In fact, 61 percent of the patients were taking five or more medications before starting chemotherapy — and nearly 15 percent were taking 10 or more medications.

Other eye-catching facts:

  • Nearly 68 percent of the patients had serious health issues besides cancer, requiring associated medications. Most common was cardiovascular disease. When a person has cancer combined with other health conditions, there is a greater risk of toxicity from cancer treatments due to polypharmacy.
  • Approximately 10 percent of hospital admissions for older adults are associated with hazardous drug interactions. Among older adults with cancer receiving chemotherapy, polypharmacy is associated with dramatic increases (up to 114%) in unplanned hospitalizations.
  • Cholesterol-lowering medications, minerals, and thyroid therapy are most commonly involved in potential drug interactions.
  • More than 25 percent of the medications used by the patients in the study were non-prescription — and these accounted for 40 percent of the potentially inappropriate medications detected by investigators.
  • Common non-prescription remedies included vitamins and minerals, anti-anemic preparations such as ferrous sulfate, and drugs for acid-related disorders and constipation.

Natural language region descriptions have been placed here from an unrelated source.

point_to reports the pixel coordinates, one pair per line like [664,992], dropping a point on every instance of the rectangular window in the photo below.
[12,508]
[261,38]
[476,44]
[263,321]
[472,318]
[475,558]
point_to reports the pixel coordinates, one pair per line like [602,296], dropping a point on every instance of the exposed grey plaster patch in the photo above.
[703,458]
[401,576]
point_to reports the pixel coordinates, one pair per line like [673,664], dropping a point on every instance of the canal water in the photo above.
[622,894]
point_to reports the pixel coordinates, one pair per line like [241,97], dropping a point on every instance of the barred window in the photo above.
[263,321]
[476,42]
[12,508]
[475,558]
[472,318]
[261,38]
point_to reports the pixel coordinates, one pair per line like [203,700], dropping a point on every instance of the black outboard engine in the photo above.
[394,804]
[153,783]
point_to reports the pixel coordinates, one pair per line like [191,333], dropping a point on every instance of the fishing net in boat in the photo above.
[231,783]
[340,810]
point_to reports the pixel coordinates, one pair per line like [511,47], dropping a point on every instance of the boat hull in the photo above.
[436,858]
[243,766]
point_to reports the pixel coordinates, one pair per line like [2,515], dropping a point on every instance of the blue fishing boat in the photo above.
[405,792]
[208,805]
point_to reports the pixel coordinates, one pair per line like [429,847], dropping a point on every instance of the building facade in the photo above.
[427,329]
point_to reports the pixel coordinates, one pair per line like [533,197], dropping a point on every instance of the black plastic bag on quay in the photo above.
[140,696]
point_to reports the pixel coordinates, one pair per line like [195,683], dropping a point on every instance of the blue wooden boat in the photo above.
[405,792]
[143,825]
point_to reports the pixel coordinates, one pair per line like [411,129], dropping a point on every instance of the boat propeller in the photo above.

“Older adults may incorrectly assume that over-the-counter medications are safe for them,” the authors wrote. “This study helps delineate the size and shape of a problem under-recognized by both providers and patients.”

It’s also an understudied problem, Ramsdale said — and the inclusion of over-the-counter medications is what sets Wilmot’s data apart from previous research; most polypharmacy studies among cancer patients look only at prescription drugs.

The study highlights an opportunity for education and problem-solving, such as “deprescribing” some drugs.

Deprescribing is the planned reduction of medications to avoid harm. Doctors take into account the risks-versus-benefits of each medication and the patient’s life expectancy. For example, statins that are taken for high cholesterol do not have an immediate effect. They are meant to be preventive and can take 10 years to have an impact. Therefore, if a patient is old and has incurable cancer, he or she may not need to take statins. (Discontinuing statins in this setting is supported by a landmark study, according to the Ramsdale publication.)

However, these conversations can be quite delicate, Ramsdale said. The goal is to promote better quality of life, and she is conducting a clinical trial to test the best way to intervene in cases of polypharmacy among older people with cancer.